BUCKLEY, Mich. (AP) -- Identical twin sisters accused of disrupting an airline flight by their unruly behavior are back home, but they aren't talking publicly about what happened.
Cynthia and Crystal Mikula, both 22, were taken into federal custody April 19 after a United Airlines pilot turned his Boeing 747 around over the Pacific Ocean and landed in Anchorage, Alaska. The plane was flying from San Francisco to Shanghai, China.
The aspiring models, who said they were flying to a modeling competition, both pleaded innocent in May after being indicted on charges of interfering with the flight crew. If convicted, each woman faces up to 20 years in federal prison and a $250,000 fine.
The Mikulas were released on bail June 3.
From the porch of the mobile home where they live adjacent to their parents' house in Buckley, a village of about 400 people some 195 miles northwest of Detroit, the sisters declined Wednesday to talk about the bizarre episode that received international attention.

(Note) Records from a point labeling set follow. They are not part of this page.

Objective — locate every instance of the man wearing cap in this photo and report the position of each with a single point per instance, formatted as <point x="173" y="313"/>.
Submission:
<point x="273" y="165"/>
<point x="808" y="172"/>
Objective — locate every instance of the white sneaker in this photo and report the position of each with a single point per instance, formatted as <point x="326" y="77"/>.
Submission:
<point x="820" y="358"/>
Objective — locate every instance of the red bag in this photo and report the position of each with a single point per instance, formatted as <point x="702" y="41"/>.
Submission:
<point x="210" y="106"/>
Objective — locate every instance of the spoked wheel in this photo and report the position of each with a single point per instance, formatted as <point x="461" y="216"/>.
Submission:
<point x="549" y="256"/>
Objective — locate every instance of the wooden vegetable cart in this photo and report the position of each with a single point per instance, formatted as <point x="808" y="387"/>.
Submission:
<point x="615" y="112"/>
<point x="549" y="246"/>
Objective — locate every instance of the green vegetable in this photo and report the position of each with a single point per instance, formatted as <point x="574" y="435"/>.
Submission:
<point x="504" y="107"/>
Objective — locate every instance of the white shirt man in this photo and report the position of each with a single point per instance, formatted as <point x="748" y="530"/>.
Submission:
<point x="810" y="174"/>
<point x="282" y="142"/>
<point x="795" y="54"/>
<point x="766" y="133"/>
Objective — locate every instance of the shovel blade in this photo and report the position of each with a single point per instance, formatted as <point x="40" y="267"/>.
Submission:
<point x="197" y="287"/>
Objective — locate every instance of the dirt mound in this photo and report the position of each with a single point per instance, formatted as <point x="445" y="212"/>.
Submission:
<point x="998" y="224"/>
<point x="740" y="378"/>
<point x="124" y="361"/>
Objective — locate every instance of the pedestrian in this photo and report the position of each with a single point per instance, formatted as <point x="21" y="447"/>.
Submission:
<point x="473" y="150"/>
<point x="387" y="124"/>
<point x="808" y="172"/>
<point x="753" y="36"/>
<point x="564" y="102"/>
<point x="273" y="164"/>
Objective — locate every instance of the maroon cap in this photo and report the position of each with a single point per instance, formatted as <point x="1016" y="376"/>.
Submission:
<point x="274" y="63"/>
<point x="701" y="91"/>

''I'm glad to be back,'' said Crystal, dressed in jeans and a T-shirt.
As she smoked a cigarette, Cynthia politely declined to answer questions.
''Thank you for coming though,'' she told a reporter for The Grand Rapids Press, flashing a smile.
U.S. Magistrate John Roberts required both of their parents to come to Alaska to accompany their daughters home and set a long list of conditions for the twins' release, including no alcohol or firearms in the house.
Joe and Vicky Mikula must stay within ''sight or sound'' of their daughters around the clock until the women return to Anchorage next month to stand trial. Crystal's trial is scheduled to begin July 9 and Cynthia's starts July 25.
Much of what happened on the flight was captured on videotape by a passenger with a camcorder and broadcast on television. The story has appeared in newspapers around the world and in supermarket tabloids.
Vicky Mikula said she had to take steps to deflect the incessant media requests for interviews.
''I had to go out and buy an answering machine because we were getting so many calls,'' she said.
Mauri Long, an Anchorage attorney representing Cynthia, told the Traverse City Record-Eagle that all of the media attention is hurting his client's case.
''The coverage is going to make it difficult to find a jury that doesn't know a whole lot about them,'' Long said.
According to an FBI affidavit, the sisters were drinking heavily and got into a profanity-laden argument on the airplane, which was carrying 231 people. They went into restrooms to smoke and, at one point, Cynthia allegedly talked about opening up a door on the flight and declared, ''I gotta have a smoke.''
Authorities also allege Cynthia gave a flight attendant a bloody nose and then jumped on the back of an off-duty pilot.